Die Brille stellt jegliches Videomaterial dar, das sich über die iPod-Anwendung am iPhone ausgeben lässt. Aber auch App Store-Anwendungen wie ‚Air Video‘ (iPhoneBlog-Link), die von einem Mac oder PC Videodateien per WiFi auf das iPhone streamen, lassen sich von der Zusammenarbeit mit der Brille überzeugen. Leider limitiert Apple die Videoausgabe und erlaubt nicht, Spiele oder andere Programme über den Dock-Anschluss und damit die Videobrille anzuzeigen.

zeiss1.jpgzeiss2.jpg

Die Cinemizer Plus verarbeitet auch 3D-Material. Dazu lässt sich derzeit als primäre Quelle YouTube nennen. Die Schlagwortsuche nach ‚yt3d swap=true‚ entdeckt rund 850 Dateien, die in plastischer Darstellungsform durch die 3D-Brille an die Auge gelangen.

Anwendungsfall

Als klassische Anwendungsfälle für die Brille gelten Vielflieger. Wer nicht unbedingt erster Klasse reist, genießt das große Filmformat direkt vor den Augen und ärgert sich nicht mehr über die stark verfärbten Röhrenmonitore.

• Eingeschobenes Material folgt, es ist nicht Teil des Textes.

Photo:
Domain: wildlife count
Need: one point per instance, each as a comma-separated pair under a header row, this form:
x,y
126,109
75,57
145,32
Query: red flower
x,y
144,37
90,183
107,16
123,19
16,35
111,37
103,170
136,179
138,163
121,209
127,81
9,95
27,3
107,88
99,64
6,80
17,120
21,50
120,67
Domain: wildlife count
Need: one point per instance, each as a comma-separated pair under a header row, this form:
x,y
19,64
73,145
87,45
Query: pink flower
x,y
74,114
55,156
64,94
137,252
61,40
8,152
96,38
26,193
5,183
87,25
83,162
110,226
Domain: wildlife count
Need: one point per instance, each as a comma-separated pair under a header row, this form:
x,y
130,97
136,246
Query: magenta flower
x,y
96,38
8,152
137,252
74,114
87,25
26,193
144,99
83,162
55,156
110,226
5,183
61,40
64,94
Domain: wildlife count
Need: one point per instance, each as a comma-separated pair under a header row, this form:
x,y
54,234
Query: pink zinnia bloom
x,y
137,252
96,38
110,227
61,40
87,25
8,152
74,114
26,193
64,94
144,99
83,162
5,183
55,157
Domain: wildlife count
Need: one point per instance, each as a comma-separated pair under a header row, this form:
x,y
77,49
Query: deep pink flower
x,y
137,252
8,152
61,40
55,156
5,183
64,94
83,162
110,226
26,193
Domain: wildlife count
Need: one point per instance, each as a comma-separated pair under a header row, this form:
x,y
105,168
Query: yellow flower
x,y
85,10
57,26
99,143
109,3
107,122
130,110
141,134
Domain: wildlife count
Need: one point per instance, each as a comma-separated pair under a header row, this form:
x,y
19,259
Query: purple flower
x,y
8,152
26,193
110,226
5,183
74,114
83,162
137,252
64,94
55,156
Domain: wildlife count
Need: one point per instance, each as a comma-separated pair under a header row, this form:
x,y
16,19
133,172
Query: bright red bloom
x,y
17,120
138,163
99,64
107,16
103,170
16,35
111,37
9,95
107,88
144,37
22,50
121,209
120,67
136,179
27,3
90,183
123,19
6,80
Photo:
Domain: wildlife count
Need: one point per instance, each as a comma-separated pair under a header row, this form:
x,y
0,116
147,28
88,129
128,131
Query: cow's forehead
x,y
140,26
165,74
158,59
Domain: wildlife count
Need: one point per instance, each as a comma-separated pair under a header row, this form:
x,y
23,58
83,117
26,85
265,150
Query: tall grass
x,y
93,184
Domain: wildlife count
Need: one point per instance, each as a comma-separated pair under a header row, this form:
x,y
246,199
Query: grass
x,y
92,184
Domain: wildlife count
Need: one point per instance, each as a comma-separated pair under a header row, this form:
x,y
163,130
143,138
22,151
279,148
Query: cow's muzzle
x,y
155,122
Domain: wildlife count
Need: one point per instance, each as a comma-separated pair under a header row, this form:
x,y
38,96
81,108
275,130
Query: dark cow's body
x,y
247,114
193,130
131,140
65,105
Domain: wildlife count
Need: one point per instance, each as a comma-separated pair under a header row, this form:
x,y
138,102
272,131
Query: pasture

Außerdem ist die Brille bereits bei Zahnärzten sehr populär, um den kleinen Kindern nicht den Zahnsteinbohrer sondern ein lustiges Donald Duck-Video vor die Nase zu halten. Aber auch privat habe ich es als sehr angenehm empfunden, mich auf den Rücken zu legen und an der ‚Decke‘ das gewünschte Videobild zu verfolgen.

Es bedarf einer gewissen Umstellung, mit diesem ‚Nasenaufsatz‘ so dicht am Gesicht einen Film zu schauen. Wer sehr empfindlich auf Druckstellen reagiert, friemelt eine ganze Weile bis die Brille richtig sitzt.

-> Video-Link*

Fazit

Wer sich einen persönlichen Anwendungsfall für die zirka 100g-schwere Videobrille vorstellen kann, stört sich nicht an der etwas plastikartigen Verarbeitung und dem kostenintensiveren Preispunkt.

Vornehmlich liegt es jetzt an Carl Zeiss-Partnern wie Apple und der Filmindustrie, hochaufgelöstes Material für den Endkunden – auch über die iPhone-/iPod-Schnittstelle – verfügbar zu machen. Insbesondere die Limitierung der Videoausgabe sollte Apple beschäftigen. Mit über 20.000 verfügbaren App Store-Spiele könnte die Zeiss-Brille ein echter Publikumsmagnet werden.